Conoscendo bene la stampa italiana, so che quando la montagna va in prima pagina, e non c’è una tragedia di mezzo, bisognerebbe stare zitti e applaudire. E poi, da quando faccio questo mestiere, mi rendo conto che per i lapsus sono i nemici più insidiosi per giornalisti e scrittori.
Ma l’errore della collega Vera Mantengoli, che su Repubblica dell’11 febbraio, in un bel pezzo dedicato ai gestori del rifugio Nuvolau, ha chiamato il CAI Centro Alpino Italiano, non è solo uno sgarbo suo e del giornale (qualcuno lo poteva correggere, no?) ai 300.000 e più soci del Club fondato da Quintino Sella.

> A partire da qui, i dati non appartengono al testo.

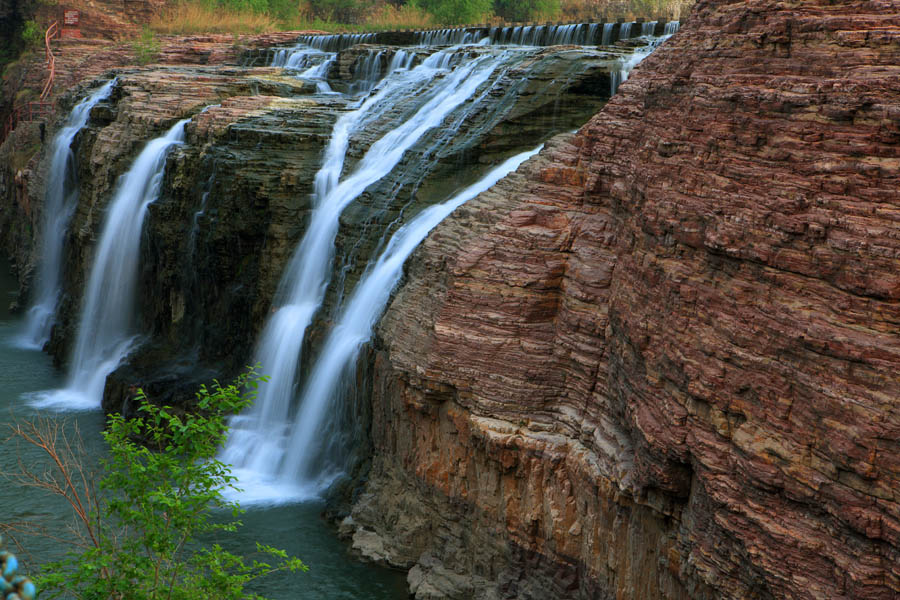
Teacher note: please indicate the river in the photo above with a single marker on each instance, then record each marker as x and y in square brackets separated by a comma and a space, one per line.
[297, 528]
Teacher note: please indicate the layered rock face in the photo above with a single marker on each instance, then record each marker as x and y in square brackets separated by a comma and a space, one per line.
[662, 360]
[236, 196]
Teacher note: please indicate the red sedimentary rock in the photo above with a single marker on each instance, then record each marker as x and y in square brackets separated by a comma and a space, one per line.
[663, 360]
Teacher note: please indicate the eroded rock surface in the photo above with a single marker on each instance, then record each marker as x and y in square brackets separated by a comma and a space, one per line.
[662, 360]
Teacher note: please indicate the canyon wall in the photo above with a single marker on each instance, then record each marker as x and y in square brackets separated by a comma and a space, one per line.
[661, 361]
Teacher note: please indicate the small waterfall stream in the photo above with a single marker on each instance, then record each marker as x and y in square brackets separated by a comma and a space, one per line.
[60, 200]
[105, 330]
[254, 446]
[292, 444]
[308, 459]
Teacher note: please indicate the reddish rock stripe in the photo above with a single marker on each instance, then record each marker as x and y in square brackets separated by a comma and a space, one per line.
[695, 301]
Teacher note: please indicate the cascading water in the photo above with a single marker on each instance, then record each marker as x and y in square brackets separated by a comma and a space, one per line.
[671, 28]
[606, 36]
[255, 447]
[106, 332]
[59, 202]
[616, 78]
[283, 449]
[308, 459]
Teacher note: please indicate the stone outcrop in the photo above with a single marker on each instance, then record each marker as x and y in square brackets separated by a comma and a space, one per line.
[662, 360]
[236, 197]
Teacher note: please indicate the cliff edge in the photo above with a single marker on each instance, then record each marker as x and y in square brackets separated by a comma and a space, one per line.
[661, 361]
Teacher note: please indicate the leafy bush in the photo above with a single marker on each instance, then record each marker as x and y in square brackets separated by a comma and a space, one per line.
[458, 12]
[160, 484]
[527, 10]
[343, 11]
[145, 47]
[32, 34]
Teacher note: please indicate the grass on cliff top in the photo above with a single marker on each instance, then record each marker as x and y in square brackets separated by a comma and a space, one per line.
[258, 16]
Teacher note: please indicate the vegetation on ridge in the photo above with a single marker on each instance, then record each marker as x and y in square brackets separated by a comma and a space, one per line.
[245, 16]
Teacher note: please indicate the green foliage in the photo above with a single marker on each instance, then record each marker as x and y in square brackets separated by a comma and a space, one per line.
[458, 12]
[32, 34]
[527, 10]
[342, 11]
[145, 47]
[161, 482]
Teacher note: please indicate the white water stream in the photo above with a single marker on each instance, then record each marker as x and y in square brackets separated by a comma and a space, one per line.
[106, 330]
[60, 200]
[305, 462]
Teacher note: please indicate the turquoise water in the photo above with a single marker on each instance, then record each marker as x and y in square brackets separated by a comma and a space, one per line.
[297, 528]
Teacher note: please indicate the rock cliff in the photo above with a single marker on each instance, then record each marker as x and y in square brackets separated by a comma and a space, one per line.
[661, 361]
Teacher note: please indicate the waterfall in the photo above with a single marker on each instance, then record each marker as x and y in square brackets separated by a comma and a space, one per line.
[60, 200]
[617, 77]
[106, 332]
[258, 439]
[315, 420]
[606, 38]
[367, 72]
[303, 467]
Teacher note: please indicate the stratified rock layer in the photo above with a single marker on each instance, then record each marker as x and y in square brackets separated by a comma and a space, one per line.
[662, 360]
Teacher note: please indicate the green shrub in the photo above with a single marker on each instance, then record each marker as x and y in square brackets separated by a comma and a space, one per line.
[145, 47]
[160, 484]
[342, 11]
[32, 34]
[527, 10]
[458, 12]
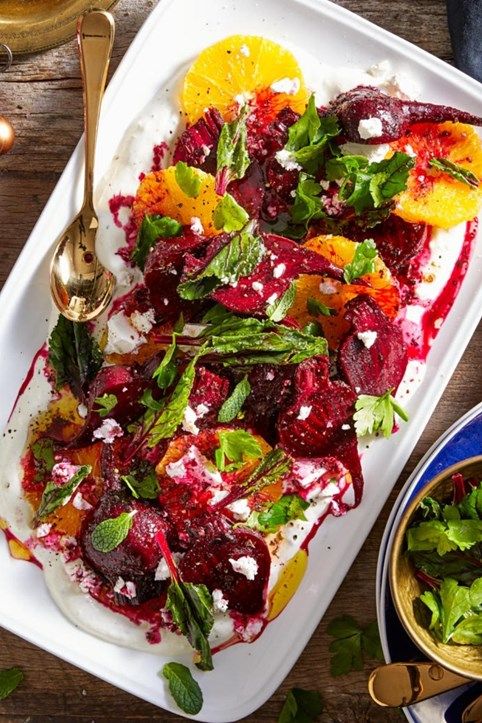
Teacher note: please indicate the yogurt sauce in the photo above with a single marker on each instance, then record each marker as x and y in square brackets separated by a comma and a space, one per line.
[161, 121]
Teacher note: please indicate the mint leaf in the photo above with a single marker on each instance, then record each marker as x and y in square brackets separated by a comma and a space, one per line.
[277, 514]
[234, 403]
[109, 533]
[279, 308]
[453, 169]
[363, 261]
[237, 258]
[188, 179]
[301, 706]
[375, 414]
[229, 215]
[152, 228]
[74, 355]
[10, 679]
[183, 688]
[236, 446]
[105, 404]
[55, 495]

E’ un lapsus che ha un brutto sapore storico perché il regime fascista, per evitare l’uso di una parola “straniera” come Club, ha trasformato il CAI in Centro Alpinistico Italiano. Per lo stesso motivo il TCI, il Touring Club Italiano, è diventato la Consociazione Turistica Italiana. Per non parlare di Courmayeur diventata Cormaggiore, e di La Thuile trasformata in Porta Littoria.
Come in moltissimi altri casi, danno fastidio i due pesi e le due misure, perché quando ci si occupa di montagna sono tollerati errori impensabili se si scrive di politica, di economia e di sport. Se qualcuno, su un giornale o in televisione, sbagliasse il significato di sigle come PD, FDI o LEU dovrebbe cambiare mestiere. Un po’ di attenzione, per favore!